Most used `torch.compile` modes are following:

- "default" is the default mode, which is a good balance between performance and overhead

- "reduce-overhead" reduces the overhead of python with CUDA graphs, useful for small batches, consumes a lot of memory. As of now only works for CUDA only graphs which do not mutate inputs.

If you have a lot of memory to use, the best speed-up is through `reduce-overhead`. How much speed-up one can get depends on the model, so in this tutorial we will check the most used foundation models.

## OWLv2

OWLv2 is a zero-shot object detection model released by Google Brain. We will load base version.

Let's load the model and processor for OWLv2.

In [None]:
from PIL import Image
import requests

url = 'https://huggingface.co/datasets/huggingface/documentation-images/resolve/main/bee.jpg'
image = Image.open(requests.get(url, stream=True).raw)

In [None]:
from transformers import AutoProcessor, Owlv2ForObjectDetection
import torch
import numpy as np

processor = AutoProcessor.from_pretrained("google/owlv2-base-patch16-ensemble")
model = Owlv2ForObjectDetection.from_pretrained("google/owlv2-base-patch16-ensemble").to("cuda")
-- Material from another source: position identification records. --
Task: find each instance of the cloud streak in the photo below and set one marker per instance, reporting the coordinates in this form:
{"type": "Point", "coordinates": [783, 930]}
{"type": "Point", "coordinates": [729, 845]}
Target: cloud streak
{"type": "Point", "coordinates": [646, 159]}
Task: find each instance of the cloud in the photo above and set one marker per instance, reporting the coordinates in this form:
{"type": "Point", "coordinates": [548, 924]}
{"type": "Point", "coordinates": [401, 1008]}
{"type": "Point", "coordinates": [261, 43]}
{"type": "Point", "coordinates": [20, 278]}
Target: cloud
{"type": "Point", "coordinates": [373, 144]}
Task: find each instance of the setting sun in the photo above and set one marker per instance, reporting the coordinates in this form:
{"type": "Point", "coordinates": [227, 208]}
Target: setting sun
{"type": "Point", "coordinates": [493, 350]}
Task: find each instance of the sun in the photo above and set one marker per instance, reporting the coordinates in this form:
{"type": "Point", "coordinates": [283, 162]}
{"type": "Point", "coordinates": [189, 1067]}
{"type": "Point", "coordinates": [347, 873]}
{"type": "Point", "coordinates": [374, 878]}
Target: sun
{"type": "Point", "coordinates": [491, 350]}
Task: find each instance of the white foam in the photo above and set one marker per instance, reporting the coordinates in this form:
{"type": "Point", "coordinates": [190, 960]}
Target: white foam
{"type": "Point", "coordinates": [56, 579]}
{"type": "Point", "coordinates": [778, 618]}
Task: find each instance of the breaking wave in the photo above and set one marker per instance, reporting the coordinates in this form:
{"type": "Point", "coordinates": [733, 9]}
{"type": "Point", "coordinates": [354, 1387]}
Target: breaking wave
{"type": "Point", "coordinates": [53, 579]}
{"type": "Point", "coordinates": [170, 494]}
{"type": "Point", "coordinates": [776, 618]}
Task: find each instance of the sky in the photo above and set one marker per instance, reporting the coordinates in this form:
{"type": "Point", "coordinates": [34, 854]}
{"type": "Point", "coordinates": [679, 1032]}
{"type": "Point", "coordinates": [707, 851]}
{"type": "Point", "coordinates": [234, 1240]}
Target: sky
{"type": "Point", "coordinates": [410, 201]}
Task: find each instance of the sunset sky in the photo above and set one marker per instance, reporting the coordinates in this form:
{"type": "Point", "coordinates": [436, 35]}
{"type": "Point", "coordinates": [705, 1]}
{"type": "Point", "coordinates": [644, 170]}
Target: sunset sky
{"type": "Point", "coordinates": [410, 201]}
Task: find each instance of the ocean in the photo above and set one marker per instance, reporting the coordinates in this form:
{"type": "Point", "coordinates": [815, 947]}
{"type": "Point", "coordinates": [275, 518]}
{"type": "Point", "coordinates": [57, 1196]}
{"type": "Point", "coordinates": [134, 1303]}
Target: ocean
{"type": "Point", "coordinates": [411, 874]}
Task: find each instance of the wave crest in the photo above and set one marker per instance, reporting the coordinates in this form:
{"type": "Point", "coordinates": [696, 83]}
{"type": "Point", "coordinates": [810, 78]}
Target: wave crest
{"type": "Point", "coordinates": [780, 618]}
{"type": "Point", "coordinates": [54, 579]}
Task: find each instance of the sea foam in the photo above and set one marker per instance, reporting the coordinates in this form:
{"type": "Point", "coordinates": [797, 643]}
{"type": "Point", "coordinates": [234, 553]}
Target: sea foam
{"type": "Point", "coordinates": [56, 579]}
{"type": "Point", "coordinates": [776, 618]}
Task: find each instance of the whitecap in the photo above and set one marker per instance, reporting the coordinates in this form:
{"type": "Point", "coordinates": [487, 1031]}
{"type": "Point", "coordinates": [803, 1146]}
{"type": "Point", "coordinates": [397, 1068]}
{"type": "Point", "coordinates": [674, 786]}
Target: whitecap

texts = [["a photo of a bee", "a photo of a bird"]]
inputs = processor(text=texts, images=image, return_tensors="pt").to("cuda")

We can now get to benchmarking. We will benchmark the model itself and the compiled model.

In [None]:
starter, ender = torch.cuda.Event(enable_timing=True), torch.cuda.Event(enable_timing=True)
repetitions = 30
timings=np.zeros((repetitions,1))

for _ in range(10):
    _ = model(**inputs)

with torch.no_grad():
    for rep in range(repetitions):
        torch.cuda.synchronize()
        starter.record()
        output = model(**inputs)
        ender.record()
        torch.cuda.synchronize()
        curr_time = starter.elapsed_time(ender)
        timings[rep] = curr_time

mean_syn = np.sum(timings) / repetitions
print(mean_syn)


In [None]:
starter, ender = torch.cuda.Event(enable_timing=True), torch.cuda.Event(enable_timing=True)
timings=np.zeros((repetitions,1))

compiled_model = torch.compile(model, mode="reduce-overhead").to("cuda")

for _ in range(30):
  with torch.no_grad():
    _ = compiled_model(**inputs)


with torch.no_grad():
    for rep in range(repetitions):
        torch.cuda.synchronize()
        starter.record()
        output = compiled_model(**inputs)
        ender.record()
        torch.cuda.synchronize()
        curr_time = starter.elapsed_time(ender)
        timings[rep] = curr_time

mean_syn = np.sum(timings) / repetitions
print(mean_syn)

We got nearly 40 percent speed-up! You can try bigger models and see how much speed-up you can get.